Nasional – Pertumbuhan ekonomi Indonesia pada kuartal I-2025 tercatat hanya 4,87%, melambat dibanding kuartal sebelumnya. Menanggapi hal ini, Dewan Ekonomi Nasional (DEN) menilai perlambatan ini erat kaitannya dengan masa transisi pemerintahan dari Presiden Joko Widodo ke Presiden terpilih Prabowo Subianto.
Ketua DEN Luhut Binsar Pandjaitan menyebutkan, kontraksi pada konsumsi pemerintah menjadi salah satu faktor utama pelemahan ekonomi nasional.
“Percepatan belanja negara menjadi kunci,” ujar Luhut Pandjaitan di Instagram miliknya, Selasa (6/5/2025).
Menurut Luhut, pemerintah perlu segera mendorong program-program strategis seperti Makan Bergizi (MBG) agar belanja negara mampu memberi dampak langsung ke perekonomian daerah.
Program ini dinilai berpotensi menciptakan simpul ekonomi di desa dan meningkatkan kesejahteraan petani, peternak, serta pelaku UMKM lokal.
Namun, ia mengakui tantangan besar yang dihadapi saat ini, mulai dari perlambatan konsumsi rumah tangga, investasi yang belum pulih optimal, ekspor yang tertekan kondisi global, hingga ketimpangan pertumbuhan antarwilayah.
“Pemerataan dan percepatan harus dijalankan secara simultan,” tegasnya.
Ekonom Universitas Andalas, Syafruddin Karimi, menyoroti lemahnya respons pemerintah terhadap situasi ini. Ia menilai kebijakan fiskal justru terlalu konservatif di tengah tekanan global dan lesunya pasar domestik.
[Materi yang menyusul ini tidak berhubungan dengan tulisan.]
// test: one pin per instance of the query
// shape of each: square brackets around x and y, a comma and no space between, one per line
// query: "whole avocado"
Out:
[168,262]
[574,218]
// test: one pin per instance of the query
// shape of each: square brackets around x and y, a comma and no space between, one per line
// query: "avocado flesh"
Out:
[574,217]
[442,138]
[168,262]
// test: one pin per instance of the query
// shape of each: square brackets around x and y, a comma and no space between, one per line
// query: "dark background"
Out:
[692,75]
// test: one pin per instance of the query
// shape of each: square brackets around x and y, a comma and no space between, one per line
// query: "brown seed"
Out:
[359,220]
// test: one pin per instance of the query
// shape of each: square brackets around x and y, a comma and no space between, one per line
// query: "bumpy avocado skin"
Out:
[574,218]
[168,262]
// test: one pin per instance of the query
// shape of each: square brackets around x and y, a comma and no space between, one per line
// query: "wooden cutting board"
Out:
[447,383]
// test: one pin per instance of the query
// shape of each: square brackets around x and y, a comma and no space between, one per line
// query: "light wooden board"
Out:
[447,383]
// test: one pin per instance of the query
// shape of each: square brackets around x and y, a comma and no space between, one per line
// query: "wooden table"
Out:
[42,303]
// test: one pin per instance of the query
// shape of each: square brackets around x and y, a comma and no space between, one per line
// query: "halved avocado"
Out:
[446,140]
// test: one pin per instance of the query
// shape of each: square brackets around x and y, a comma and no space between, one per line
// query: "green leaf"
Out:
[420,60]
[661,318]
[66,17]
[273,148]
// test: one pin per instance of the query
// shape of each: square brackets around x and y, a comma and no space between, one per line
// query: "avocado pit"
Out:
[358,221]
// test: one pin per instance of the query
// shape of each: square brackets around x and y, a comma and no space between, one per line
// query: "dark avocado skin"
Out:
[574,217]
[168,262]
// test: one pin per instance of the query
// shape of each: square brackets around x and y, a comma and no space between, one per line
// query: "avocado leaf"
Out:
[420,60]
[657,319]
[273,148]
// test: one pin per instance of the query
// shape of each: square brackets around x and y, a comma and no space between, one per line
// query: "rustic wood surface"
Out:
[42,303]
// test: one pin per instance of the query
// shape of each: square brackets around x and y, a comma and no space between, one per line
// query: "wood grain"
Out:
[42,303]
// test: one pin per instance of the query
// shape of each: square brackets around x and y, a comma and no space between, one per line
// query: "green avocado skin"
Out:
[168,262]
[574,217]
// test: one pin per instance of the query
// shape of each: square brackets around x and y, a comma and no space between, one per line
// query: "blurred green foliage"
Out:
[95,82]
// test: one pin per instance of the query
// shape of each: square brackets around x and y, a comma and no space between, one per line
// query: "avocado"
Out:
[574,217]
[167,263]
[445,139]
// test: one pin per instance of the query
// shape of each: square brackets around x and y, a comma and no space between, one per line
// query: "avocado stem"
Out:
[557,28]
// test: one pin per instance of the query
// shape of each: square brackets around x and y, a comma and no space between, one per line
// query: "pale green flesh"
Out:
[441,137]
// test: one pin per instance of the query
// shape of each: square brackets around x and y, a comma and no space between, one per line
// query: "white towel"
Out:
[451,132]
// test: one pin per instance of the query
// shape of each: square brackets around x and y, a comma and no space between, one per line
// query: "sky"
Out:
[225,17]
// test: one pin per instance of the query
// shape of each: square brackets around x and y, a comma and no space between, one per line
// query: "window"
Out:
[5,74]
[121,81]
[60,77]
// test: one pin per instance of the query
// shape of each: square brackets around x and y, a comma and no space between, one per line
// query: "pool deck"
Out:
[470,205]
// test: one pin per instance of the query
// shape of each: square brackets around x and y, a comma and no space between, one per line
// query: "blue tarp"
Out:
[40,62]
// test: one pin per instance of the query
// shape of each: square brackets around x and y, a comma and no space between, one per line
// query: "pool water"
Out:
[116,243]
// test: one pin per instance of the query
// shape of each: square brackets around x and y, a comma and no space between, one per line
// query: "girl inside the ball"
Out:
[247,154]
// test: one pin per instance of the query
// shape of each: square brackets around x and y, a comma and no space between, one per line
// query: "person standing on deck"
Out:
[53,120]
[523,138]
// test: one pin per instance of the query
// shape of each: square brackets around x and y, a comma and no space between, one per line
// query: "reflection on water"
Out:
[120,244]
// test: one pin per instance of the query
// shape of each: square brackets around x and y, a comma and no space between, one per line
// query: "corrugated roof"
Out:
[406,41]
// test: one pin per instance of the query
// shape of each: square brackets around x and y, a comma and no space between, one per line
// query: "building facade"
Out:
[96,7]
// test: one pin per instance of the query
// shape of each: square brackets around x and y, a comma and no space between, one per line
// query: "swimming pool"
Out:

“Belanja negara seolah ditarik mundur dari ruang publik, padahal seharusnya menjadi bantalan utama ekonomi,” ujarnya.
Data Badan Pusat Statistik (BPS) menunjukkan kontribusi terbesar pada pertumbuhan ekonomi masih berasal dari konsumsi rumah tangga yang tumbuh 4,89% dan menyumbang 54,53%. Disusul investasi atau PMTB yang tumbuh 2,12% dengan kontribusi 28,03%. Sementara itu, ekspor hanya tumbuh 1,38% dengan kontribusi 22,3%.
Syafruddin mengingatkan, ketahanan ekonomi nasional sangat bergantung pada daya beli masyarakat. Lonjakan harga kebutuhan pokok, kenaikan pajak, atau minimnya bantuan sosial bisa melemahkan konsumsi domestik.
“Penguatan pasar domestik harus jadi prioritas utama dalam kebijakan ekonomi nasional,” tutup Ekonom Universitas Andalas, Syafruddin Karimi terkait lambatnya pertumbuhan ekonomi di Tanah Air.